Beyond the base of traditional games, Nintendo also hopes to boost its Wii U support through its Nintendo Web Framework, which provides an HTML5, CSS, and Javascript environment familiar to web developers, and Unity engine support for more independent game development.

While these are important areas to address, they are nontraditional areas for Nintendo. In fact, I would argue that the game development area Nintendo now says its going to court is one it previously criticized as potentially corrosive to the existing industry. Specifically, at his GDC 2011 keynote presentation, Iwata seemed to argue against the devaluation of video game software, criticizing platform holders like Apple and Google for whom the “value of video game software does not matter.” I believe he was saying, in a guarded way, that 99¢ games would threaten a game developer's “ability to make a living.”

Yet these very games -- web games, which are often free-to-play and survive on in-app purchases, and mobile games which use the Unity engine -- are now part of the broader swath of the industry that Nintendo hopes to attract to the Wii U.

More importantly, appealing to developers and publishers with new game technology is only half of the problem.
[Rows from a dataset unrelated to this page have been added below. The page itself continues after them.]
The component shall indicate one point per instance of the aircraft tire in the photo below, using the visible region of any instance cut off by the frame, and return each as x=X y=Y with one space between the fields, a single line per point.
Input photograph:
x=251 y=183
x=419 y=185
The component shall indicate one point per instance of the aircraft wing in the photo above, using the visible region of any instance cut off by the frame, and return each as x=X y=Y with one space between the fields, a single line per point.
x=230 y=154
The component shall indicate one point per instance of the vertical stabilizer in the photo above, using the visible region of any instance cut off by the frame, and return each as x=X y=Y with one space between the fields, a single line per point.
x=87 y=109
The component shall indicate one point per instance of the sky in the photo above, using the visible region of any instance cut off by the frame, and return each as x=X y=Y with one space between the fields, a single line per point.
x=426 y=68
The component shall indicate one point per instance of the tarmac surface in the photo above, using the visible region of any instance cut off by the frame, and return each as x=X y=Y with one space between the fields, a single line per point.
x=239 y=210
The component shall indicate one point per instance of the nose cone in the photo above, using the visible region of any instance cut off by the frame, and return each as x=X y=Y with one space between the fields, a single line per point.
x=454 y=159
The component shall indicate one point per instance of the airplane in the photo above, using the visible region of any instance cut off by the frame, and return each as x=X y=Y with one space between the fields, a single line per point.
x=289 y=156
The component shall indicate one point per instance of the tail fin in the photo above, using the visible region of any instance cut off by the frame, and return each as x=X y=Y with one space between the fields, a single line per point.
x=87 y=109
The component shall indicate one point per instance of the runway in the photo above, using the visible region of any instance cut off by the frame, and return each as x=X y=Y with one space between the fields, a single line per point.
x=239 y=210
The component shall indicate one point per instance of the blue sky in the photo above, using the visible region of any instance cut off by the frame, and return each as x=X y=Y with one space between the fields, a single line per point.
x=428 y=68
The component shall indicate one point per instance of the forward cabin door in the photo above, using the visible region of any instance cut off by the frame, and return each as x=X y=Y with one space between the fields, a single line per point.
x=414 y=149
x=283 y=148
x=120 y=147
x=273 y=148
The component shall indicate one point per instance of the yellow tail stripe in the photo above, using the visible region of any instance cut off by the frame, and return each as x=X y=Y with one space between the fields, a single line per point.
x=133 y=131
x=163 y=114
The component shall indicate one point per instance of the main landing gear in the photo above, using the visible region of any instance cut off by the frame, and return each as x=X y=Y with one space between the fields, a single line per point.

In order to make any software like this successful for third parties, Nintendo needs to make it as painless as possible to find and buy software. On a mobile device, the user is always 30 seconds or less from downloading a new application. Consumers buy and try lots of applications on those platforms because it's fast and easy to do so.

Will the Wii U make it just as easy to get these new Web Framework and Unity applications? Unless that problem is also being solved, great software from a range of developers won't be nearly as effective as it could be.

Even if the company executes well on software, it remains to be seen whether Nintendo can reach its 9 million system goal before April 2014. In the five months that the system has been out, including its first holiday season, the company shipped 3.45 million units worldwide, down from the 5.5 million it originally expected to ship.

Keep in mind that the shipped figures are still not a true measure of the units sold to consumers. For example, in the U.S. Nintendo says it has shipped 1.52 million systems. However, through the end of March, it had sold just shy of 1.2 million systems in the U.S. Even if we count Canada, which accounts for probably another 150,000 systems at most, the company still has nearly 300,000 systems to sell through.

At its current rate, just in the U.S., that would take through August to clear. In other words, a major new shipment wouldn't be needed until after the first quarter of the fiscal year is over.

To get an idea of how the Wii U shipments so far compare to historical precedent, let me show you what Nintendo's console shipments have looked like at the launches for the GameCube and Wii. Those are pictured below.

Notice that during the past fiscal year, the year in which the Wii U launched, total console hardware shipments actually went down rather than up. In the previous two launches, total console hardware shipments went up during a launch year.